Finished? Before going back for seconds, drink a glass of water and sit for a few minutes, and then reassess to see if you’re still hungry.
For dessert, keep an eye on portions. Minno suggests picking something like a pumpkin pie over a heavily glazed dessert like pecan pie, which can be a calorie and sugar bomb. Ross suggests savoring each bite, ideally for five minutes if you can.
More specifically, drink less alcohol, as it can increase appetite and add lots of extra calories in a meal. “A good system I have found is alternating alcoholic beverages with nonalcoholic beverages,” says Minno. For example, have a glass of wine, and then a seltzer with lime. “It will help you pace yourself, keep you hydrated, and prevent you from over-drinking,” she says.
Follow the Three Bite Rule
Indulge a little, but it’s important to do so mindfully. Zuckerbrot suggests the “Three Bite Rule,” where you take three bites of indulgent food, rather than devouring the whole dish. “This allows you to enjoy it without wreaking havoc on your diet,” says Zuckerbrot. “The first and last bite of any food are the most satisfying and enjoyable anyway, as studies show people rate the first and last bites of food as the best.”
Dress for Success
Believe it or not, what you can wear can help prevent overeating. “Wear something form-fitting, and you’ll be less likely to overeat if you don’t have room to do so,” says Zuckerbrot. “Nothing feels worse than when you eat so much you have to unbutton a button or loosen your belt.”

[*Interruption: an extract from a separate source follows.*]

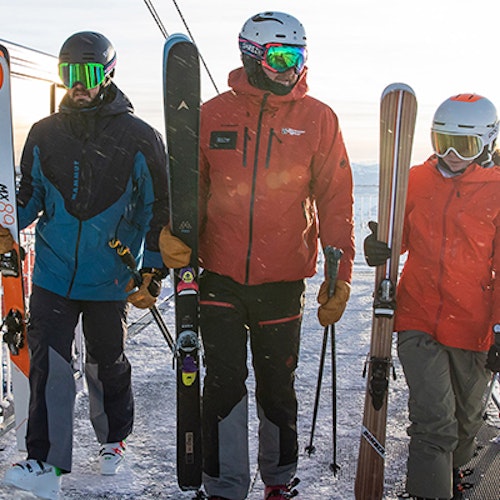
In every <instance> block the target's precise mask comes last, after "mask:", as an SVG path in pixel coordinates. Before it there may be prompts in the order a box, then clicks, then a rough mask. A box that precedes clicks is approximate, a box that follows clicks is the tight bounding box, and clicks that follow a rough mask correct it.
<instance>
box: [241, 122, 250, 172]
mask: <svg viewBox="0 0 500 500" xmlns="http://www.w3.org/2000/svg"><path fill="white" fill-rule="evenodd" d="M249 140H250V134H249V133H248V127H245V132H244V134H243V166H244V167H246V166H247V150H248V141H249Z"/></svg>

And carry a clutch, yes, a clutch. “When you carry a clutch instead of a purse with a strap, you have one less hand available to hold a plate,” says Zuckerbrot. “Hold a glass of wine, and you’ll have no free hands to grab hors d’oeuvres as they are being passed around.”

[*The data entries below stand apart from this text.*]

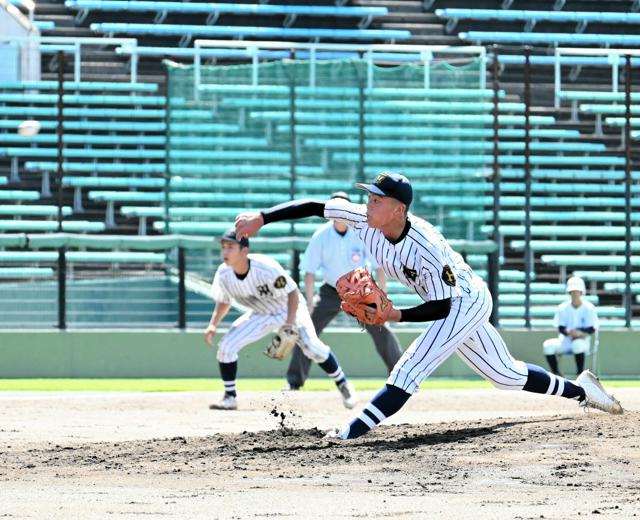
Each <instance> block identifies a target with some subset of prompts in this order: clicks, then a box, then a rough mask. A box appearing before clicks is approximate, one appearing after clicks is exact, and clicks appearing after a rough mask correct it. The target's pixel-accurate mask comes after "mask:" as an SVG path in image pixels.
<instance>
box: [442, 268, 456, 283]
mask: <svg viewBox="0 0 640 520" xmlns="http://www.w3.org/2000/svg"><path fill="white" fill-rule="evenodd" d="M442 281H443V282H444V283H445V284H447V285H448V286H449V287H455V285H456V275H455V274H453V271H452V270H451V267H449V266H448V265H445V266H444V267H443V268H442Z"/></svg>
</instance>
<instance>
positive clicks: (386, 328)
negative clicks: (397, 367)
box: [366, 325, 402, 373]
mask: <svg viewBox="0 0 640 520" xmlns="http://www.w3.org/2000/svg"><path fill="white" fill-rule="evenodd" d="M366 329H367V332H368V333H369V335H370V336H371V339H373V343H374V344H375V346H376V350H377V352H378V355H379V356H380V357H381V358H382V361H384V364H385V365H386V366H387V372H388V373H391V371H392V370H393V367H394V366H395V365H396V363H397V362H398V360H399V359H400V356H402V351H401V350H400V343H399V342H398V338H397V337H396V335H395V334H394V333H393V332H391V330H389V328H388V327H387V326H382V327H380V326H378V325H367V327H366Z"/></svg>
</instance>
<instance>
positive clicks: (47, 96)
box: [0, 92, 166, 112]
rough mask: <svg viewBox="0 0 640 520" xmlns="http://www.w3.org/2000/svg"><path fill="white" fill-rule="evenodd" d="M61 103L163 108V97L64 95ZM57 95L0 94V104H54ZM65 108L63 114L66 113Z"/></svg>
mask: <svg viewBox="0 0 640 520" xmlns="http://www.w3.org/2000/svg"><path fill="white" fill-rule="evenodd" d="M62 100H63V103H65V104H67V105H126V106H156V105H159V106H164V104H165V103H166V98H165V97H164V96H146V95H145V96H124V95H114V94H112V95H104V94H64V95H63V97H62ZM57 102H58V96H57V94H30V93H24V92H20V93H17V94H16V93H7V92H0V103H25V104H27V103H28V104H37V103H43V104H56V103H57ZM67 110H68V109H67V107H65V112H66V111H67Z"/></svg>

“Remaining adequately hydrated can help to speed up digestion and help to counteract the effects of the likely salty and high-carb foods you consumed,” says Zuckerbrot. Minno agrees: “Sounds basic, I know, but making sure you drink enough water can help keep your metabolism going strong and prevent you from overeating.”
Alternatively, if your stomach is upset, sip on peppermint or ginger tea to settle it.
“If you overdo it at dinner, don’t let it turn into an ‘I blew it’ binge that lasts till the New Year,” says Zuckerbrot. “One single indulgence is not going to ruin you.”
“The best thing you can do for yourself is to get back on track with breakfast,” says Zuckerbrot. “Start your new day with a high-fiber cereal for breakfast and continue to make the right choices throughout the day.”
Also, try and get some exercise the morning after. “This will help get your metabolism revved up, and you can burn some extra calories,” says Minno. She loves using an exercise app (like Obe or Daily Burn HIIT) to get a quick workout in the morning after a big meal.